Modern healthcare infrastructure, particularly structured electronic medical records (sEMR), enables the integration of comprehensive patient data—including vital signs, demographics, medical history, and chief complaints—into advanced analytical systems22,23. Machine learning (ML) models leveraging this rich data have demonstrated superior performance in critical illness prediction compared to traditional approaches22,24,25. Although the application of machine learning in sepsis prediction is an active area of research, most existing studies focus on inpatient or ICU patients rather than triage-stage data. Additionally, its “black box” nature and lack of interpretability remain significant barriers to clinical adoption26. Addressing these challenges is essential to ensuring that ML models provide actionable insights and are trusted by healthcare professionals.

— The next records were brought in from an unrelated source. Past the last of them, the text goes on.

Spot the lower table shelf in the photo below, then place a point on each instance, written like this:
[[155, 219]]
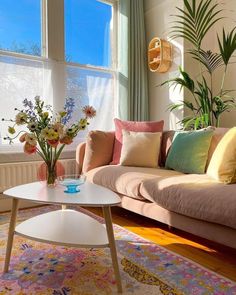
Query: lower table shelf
[[65, 227]]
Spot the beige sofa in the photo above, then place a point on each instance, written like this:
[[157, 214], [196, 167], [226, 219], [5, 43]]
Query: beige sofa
[[190, 202]]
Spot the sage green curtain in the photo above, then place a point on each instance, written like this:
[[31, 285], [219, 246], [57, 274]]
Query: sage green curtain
[[132, 56]]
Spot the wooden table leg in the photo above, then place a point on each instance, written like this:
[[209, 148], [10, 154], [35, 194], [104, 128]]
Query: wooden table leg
[[112, 245], [12, 226]]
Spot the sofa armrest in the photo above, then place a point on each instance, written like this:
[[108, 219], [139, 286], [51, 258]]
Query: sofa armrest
[[80, 152]]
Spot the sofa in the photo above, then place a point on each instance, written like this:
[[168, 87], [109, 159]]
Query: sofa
[[194, 203]]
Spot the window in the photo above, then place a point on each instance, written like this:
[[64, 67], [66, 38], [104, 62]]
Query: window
[[88, 32], [78, 61], [20, 26]]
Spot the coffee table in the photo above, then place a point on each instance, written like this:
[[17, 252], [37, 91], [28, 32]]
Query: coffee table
[[65, 227]]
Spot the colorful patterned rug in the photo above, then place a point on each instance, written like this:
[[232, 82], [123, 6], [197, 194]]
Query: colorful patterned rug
[[146, 268]]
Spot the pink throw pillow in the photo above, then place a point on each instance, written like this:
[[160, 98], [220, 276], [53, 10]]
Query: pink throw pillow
[[147, 126]]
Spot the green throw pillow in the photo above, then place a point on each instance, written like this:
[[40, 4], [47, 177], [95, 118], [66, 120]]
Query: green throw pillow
[[189, 151]]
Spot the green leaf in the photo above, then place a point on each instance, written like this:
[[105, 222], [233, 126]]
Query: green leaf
[[227, 45]]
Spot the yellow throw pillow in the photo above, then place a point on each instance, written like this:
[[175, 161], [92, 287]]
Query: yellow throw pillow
[[222, 166], [140, 149]]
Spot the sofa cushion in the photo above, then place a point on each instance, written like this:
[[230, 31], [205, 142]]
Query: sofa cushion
[[193, 195], [126, 180], [189, 151], [222, 166], [99, 149], [145, 126], [135, 146]]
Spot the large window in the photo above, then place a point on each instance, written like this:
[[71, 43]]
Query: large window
[[20, 26], [88, 32], [77, 59]]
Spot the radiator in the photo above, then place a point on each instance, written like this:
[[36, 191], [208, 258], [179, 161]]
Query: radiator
[[12, 174]]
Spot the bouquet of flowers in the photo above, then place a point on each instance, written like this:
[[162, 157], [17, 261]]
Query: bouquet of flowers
[[48, 132]]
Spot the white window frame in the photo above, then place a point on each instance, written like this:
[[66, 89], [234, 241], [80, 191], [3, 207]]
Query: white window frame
[[53, 46]]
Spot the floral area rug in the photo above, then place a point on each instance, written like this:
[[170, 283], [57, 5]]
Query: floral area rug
[[146, 268]]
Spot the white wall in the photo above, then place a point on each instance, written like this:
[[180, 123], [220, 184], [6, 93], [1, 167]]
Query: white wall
[[157, 18], [228, 119]]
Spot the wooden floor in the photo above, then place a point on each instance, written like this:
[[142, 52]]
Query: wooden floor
[[213, 256]]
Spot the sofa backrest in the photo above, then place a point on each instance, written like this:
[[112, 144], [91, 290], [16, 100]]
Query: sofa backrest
[[167, 138]]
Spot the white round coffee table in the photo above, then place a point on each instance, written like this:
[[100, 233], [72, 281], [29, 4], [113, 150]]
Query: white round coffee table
[[65, 227]]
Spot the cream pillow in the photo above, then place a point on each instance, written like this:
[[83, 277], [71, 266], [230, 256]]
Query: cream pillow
[[140, 149], [222, 166]]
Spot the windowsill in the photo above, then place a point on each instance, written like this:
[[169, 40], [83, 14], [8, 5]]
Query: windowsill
[[16, 154], [13, 157]]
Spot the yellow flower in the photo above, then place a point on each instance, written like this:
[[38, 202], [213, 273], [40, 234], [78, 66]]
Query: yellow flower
[[11, 130], [21, 118], [31, 139]]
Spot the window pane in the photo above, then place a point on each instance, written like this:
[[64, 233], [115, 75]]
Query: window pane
[[20, 79], [20, 26], [89, 87], [88, 32]]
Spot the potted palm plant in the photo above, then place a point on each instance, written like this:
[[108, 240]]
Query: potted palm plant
[[193, 23]]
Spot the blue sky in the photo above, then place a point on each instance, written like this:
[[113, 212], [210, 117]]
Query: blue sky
[[86, 28]]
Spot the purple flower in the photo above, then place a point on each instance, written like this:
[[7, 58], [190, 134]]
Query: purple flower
[[28, 104], [69, 108]]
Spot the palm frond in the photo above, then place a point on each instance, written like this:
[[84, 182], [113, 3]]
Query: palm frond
[[210, 60], [227, 45], [195, 20]]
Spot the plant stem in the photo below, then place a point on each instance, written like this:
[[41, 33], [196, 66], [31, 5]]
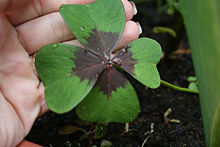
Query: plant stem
[[178, 88]]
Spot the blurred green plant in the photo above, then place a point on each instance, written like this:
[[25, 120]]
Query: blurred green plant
[[164, 30], [202, 20]]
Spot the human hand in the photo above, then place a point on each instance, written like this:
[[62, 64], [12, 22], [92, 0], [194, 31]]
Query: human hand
[[26, 26]]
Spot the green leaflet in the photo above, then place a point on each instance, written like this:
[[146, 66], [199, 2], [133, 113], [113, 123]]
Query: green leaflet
[[63, 91], [202, 19], [90, 23], [122, 106], [147, 52]]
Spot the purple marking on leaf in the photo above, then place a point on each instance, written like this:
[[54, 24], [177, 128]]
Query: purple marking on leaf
[[102, 43], [110, 80], [92, 66], [87, 65]]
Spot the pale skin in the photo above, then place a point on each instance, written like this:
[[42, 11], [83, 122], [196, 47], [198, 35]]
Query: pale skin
[[26, 26]]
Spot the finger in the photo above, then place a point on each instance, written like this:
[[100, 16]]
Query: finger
[[47, 29], [38, 8], [131, 32], [11, 4]]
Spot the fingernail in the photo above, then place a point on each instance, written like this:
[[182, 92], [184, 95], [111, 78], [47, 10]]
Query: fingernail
[[134, 7], [139, 27]]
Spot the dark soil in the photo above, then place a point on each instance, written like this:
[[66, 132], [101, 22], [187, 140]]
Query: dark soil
[[154, 103]]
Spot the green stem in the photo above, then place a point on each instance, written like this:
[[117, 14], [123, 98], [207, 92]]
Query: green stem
[[178, 88]]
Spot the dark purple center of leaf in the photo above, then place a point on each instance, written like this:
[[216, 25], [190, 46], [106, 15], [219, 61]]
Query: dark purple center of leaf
[[94, 66]]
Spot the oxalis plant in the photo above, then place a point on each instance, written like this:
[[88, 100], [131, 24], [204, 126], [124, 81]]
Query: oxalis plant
[[91, 78]]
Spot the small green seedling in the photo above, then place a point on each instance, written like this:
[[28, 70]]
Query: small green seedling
[[90, 78]]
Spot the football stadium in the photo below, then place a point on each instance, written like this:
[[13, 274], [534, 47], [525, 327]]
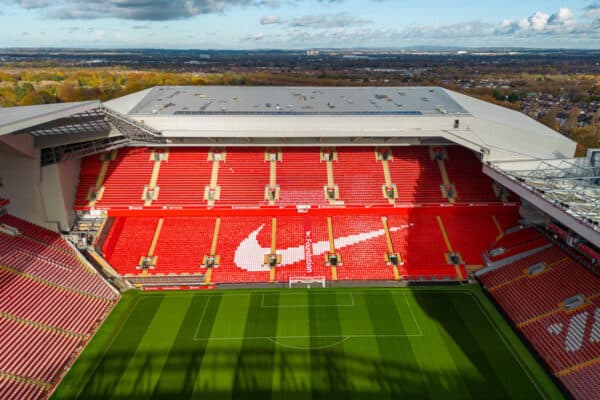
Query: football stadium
[[296, 242]]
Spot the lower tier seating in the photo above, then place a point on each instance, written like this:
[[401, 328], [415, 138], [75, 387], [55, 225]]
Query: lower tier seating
[[243, 242], [50, 305], [555, 303], [10, 389]]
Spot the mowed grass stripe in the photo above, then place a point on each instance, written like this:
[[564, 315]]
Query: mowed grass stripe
[[185, 357], [255, 363], [218, 359], [83, 370], [113, 364], [483, 335], [446, 375], [146, 364], [292, 374], [398, 372], [217, 373], [472, 364], [327, 363], [361, 353]]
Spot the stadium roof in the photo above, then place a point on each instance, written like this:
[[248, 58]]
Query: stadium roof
[[569, 186], [366, 115], [228, 100], [16, 119]]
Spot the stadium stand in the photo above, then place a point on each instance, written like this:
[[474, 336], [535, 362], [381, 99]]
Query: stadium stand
[[364, 187], [583, 384], [416, 175], [464, 172], [183, 176], [243, 177], [554, 301], [301, 175], [242, 243], [50, 306], [123, 181]]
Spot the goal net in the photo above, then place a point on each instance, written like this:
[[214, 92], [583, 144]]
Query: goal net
[[307, 281]]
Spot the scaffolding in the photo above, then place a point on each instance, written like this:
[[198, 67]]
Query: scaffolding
[[572, 184]]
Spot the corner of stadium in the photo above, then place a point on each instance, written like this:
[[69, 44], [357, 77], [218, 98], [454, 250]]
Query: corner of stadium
[[298, 242]]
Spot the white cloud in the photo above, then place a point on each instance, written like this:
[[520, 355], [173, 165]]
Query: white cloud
[[270, 20]]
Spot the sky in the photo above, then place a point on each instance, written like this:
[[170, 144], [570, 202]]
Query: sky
[[299, 24]]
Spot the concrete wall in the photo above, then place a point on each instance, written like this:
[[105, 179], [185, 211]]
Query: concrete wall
[[58, 186], [20, 176], [43, 196]]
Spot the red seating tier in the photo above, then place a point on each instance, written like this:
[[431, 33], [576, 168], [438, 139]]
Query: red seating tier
[[533, 296], [565, 339], [33, 352], [464, 171], [183, 177], [363, 187], [415, 175], [133, 242], [301, 177], [48, 305], [182, 244], [243, 177], [515, 269], [469, 235], [16, 390], [584, 384]]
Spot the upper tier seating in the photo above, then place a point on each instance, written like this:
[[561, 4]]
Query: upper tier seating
[[300, 174], [416, 175], [125, 179], [301, 177], [464, 171], [183, 177], [129, 240], [469, 239], [50, 305], [243, 242], [243, 177]]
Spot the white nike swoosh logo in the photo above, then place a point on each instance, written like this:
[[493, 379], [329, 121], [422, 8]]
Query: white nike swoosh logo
[[250, 254]]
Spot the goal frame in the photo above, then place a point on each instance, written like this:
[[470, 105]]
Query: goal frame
[[307, 280]]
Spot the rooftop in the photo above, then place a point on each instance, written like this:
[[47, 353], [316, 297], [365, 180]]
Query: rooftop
[[269, 100]]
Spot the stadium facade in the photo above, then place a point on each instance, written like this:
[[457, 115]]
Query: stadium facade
[[203, 186]]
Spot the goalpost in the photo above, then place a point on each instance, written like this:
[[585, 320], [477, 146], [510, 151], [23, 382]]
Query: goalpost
[[307, 281]]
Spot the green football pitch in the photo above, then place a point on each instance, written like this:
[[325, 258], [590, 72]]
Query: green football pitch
[[421, 343]]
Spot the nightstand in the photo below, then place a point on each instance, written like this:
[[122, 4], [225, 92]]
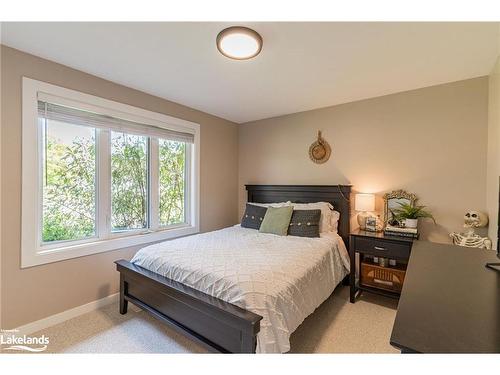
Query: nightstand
[[374, 276]]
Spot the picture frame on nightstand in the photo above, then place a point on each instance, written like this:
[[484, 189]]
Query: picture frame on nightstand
[[371, 224]]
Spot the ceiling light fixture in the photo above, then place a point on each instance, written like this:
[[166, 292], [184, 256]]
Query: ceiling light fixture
[[239, 43]]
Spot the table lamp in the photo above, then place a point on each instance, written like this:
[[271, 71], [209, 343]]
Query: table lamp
[[364, 203]]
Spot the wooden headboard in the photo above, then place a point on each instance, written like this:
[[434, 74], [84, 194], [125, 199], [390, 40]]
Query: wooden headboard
[[337, 195]]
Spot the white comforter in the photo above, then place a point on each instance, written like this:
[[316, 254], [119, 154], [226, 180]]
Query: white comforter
[[283, 279]]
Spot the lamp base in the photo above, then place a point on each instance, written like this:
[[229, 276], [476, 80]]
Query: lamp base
[[362, 219]]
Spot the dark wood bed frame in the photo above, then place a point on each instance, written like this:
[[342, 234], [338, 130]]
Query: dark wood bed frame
[[218, 325]]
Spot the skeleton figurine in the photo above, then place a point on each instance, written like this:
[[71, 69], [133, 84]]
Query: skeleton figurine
[[472, 219]]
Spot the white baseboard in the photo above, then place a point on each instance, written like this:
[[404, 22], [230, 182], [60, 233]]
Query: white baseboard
[[66, 315]]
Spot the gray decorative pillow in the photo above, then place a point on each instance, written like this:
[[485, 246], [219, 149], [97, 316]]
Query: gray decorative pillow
[[253, 216], [305, 223]]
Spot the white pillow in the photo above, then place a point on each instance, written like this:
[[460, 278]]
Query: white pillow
[[280, 204], [335, 221], [325, 222]]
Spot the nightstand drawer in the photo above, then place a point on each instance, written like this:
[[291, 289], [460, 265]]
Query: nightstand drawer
[[379, 247]]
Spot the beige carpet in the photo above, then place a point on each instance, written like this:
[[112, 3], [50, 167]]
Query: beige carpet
[[337, 326]]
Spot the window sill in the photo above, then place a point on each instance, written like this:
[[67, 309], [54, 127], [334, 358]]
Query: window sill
[[43, 256]]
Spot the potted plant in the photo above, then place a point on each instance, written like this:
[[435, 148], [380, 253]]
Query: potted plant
[[410, 214]]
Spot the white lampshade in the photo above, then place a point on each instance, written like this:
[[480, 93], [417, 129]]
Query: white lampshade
[[364, 202]]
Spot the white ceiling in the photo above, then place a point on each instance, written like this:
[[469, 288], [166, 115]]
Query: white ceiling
[[302, 66]]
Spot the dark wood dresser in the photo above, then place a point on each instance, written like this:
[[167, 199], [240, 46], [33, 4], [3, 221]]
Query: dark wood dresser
[[450, 302]]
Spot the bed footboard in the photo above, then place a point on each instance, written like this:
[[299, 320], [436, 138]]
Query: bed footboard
[[218, 325]]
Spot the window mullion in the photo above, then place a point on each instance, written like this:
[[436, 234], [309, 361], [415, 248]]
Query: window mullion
[[103, 184], [154, 186]]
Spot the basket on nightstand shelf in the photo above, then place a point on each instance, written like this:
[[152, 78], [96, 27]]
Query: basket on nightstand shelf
[[388, 278]]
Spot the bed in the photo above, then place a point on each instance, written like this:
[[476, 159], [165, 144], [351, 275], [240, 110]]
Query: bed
[[238, 290]]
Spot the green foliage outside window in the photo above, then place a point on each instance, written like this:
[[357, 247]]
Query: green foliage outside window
[[69, 188]]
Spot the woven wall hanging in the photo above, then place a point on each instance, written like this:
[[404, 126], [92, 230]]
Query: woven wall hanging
[[320, 151]]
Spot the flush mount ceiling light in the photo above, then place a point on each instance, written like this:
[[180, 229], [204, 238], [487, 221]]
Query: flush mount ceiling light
[[239, 43]]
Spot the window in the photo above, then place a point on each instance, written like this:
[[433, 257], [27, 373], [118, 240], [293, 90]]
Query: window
[[68, 181], [172, 182], [129, 181], [99, 175]]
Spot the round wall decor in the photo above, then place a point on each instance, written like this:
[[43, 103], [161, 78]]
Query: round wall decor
[[320, 150]]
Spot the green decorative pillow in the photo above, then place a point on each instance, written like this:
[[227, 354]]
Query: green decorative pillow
[[277, 220]]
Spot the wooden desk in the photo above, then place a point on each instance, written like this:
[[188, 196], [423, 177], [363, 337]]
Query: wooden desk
[[450, 302]]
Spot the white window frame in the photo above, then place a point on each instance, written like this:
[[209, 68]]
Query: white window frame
[[33, 252]]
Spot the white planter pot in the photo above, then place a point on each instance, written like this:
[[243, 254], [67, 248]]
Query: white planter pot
[[411, 223]]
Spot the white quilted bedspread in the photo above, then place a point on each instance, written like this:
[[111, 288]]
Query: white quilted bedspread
[[283, 279]]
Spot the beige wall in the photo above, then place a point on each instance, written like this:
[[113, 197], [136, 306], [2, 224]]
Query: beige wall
[[493, 167], [37, 292], [430, 141]]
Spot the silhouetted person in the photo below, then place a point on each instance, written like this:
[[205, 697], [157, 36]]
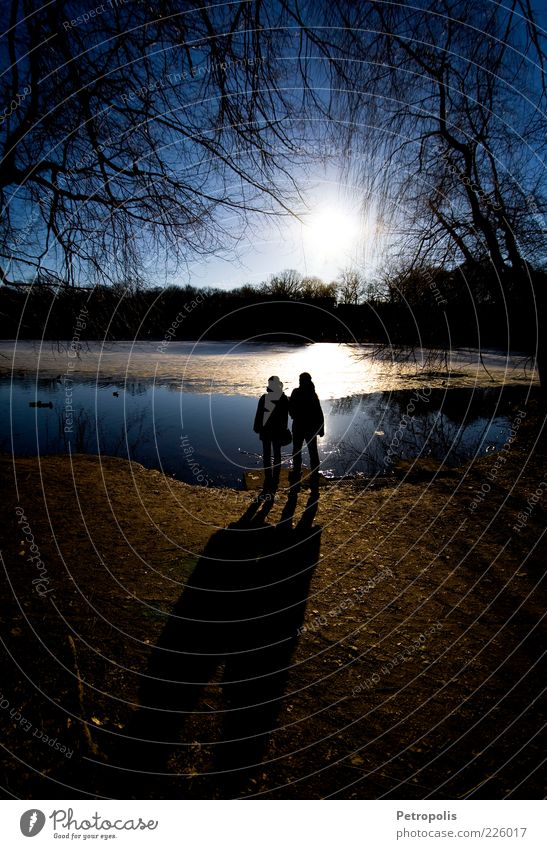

This study aims to develop an interpretable ML framework that leverages comprehensive triage data to enhance sepsis prediction while ensuring clinical transparency. By incorporating SHapley Additive exPlanations (SHAP) and Local Interpretable Model-agnostic Explanations (LIME)27, the model not only improves predictive accuracy but also provides actionable insights into sepsis risk factors, empowering clinicians to make informed and timely decisions during critical triage processes.
Methods
Study design and data source
This was a retrospective cohort study designed according to the transparent reporting of a multivariable prediction model for individual prognosis or diagnosis statements28. All data were obtained from the Medical Information Mart for Intensive Care IV (MIMIC-IV version 1.4) database, which contains the clinical information of patients in the emergency department, inpatient department, and intensive care unit of the Beth Israel Deaconess Medical Center, USA from 2008 to 2019. The database was developed by Massachusetts Institute of Technology’s Computational Physiology Laboratory and was approved by the Institutional Review Committees of Massachusetts Institute of Technology and Beth Israel Deaconess Medical Center. As the original data were anonymized and desensitized, the study was approved by the Hospital Ethics Committee. The data for this study were extracted by author ZL, who completed the examination of the training plan of the cooperative organization (Record ID 45797033).
Study population
Information on adult patients (age ≥ 18 years) in the emergency department was extracted from the MIMIC-IV-ED database. To ensure the accuracy and completeness of the patient information, we excluded patients who had no hospitalization information.
Outcomes
The outcome of the prediction model in this study was sepsis, and the diagnosis of sepsis was based on the 2016 international guidelines sepsis 3.0 criteria2. As the patients’ visit time in the MIMIC-IV database was from 2008 to 2019, the data extraction of sepsis in this study was not based on the International Classification of Diseases (ICD) code, but the diagnostic criteria of sepsis 3.0. The MIMIC-IV codebase provides the extracted code of sepsis 3.0, which can be obtained directly.
Predictor variables
The predictors collected in Supplementary Materials Box1 were based on all possible outcomes-related indicators of a patient at the time of emergency triage, including vital signs, demographic characteristics, medical history, and chief complaints. For vital signs, we extracted information on the body temperature, heart rate, respiratory rate, systolic blood pressure (SBP), diastolic blood pressure (DBP), and pain index. Regarding demographic characteristics, we extracted information on sex and age, and age was calculated by subtracting the date of birth from the date of hospitalization. The body mass index was not calculated because nearly 1/2 of the patients in the MIMIC database had missing height data, and in reality, most emergency departments could not obtain body mass index data during triage. For chronic diseases, we screened for common chronic diseases probably related to sepsis or having a poor prognosis according to clinical experience and guidelines29,30. For free-text chief complaints, we employed natural language processing techniques to address issues of spelling errors and language inconsistencies. This involved using spell-checking and text normalization techniques. For complex or ambiguous texts that could not be automatically corrected, we conducted manual reviews and made appropriate adjustments based on the specific context. The suspected infection was defined as the presence of fever, cough, diarrhea, sore throat, chills, cellulitis, and an external abscess visible to the naked eye.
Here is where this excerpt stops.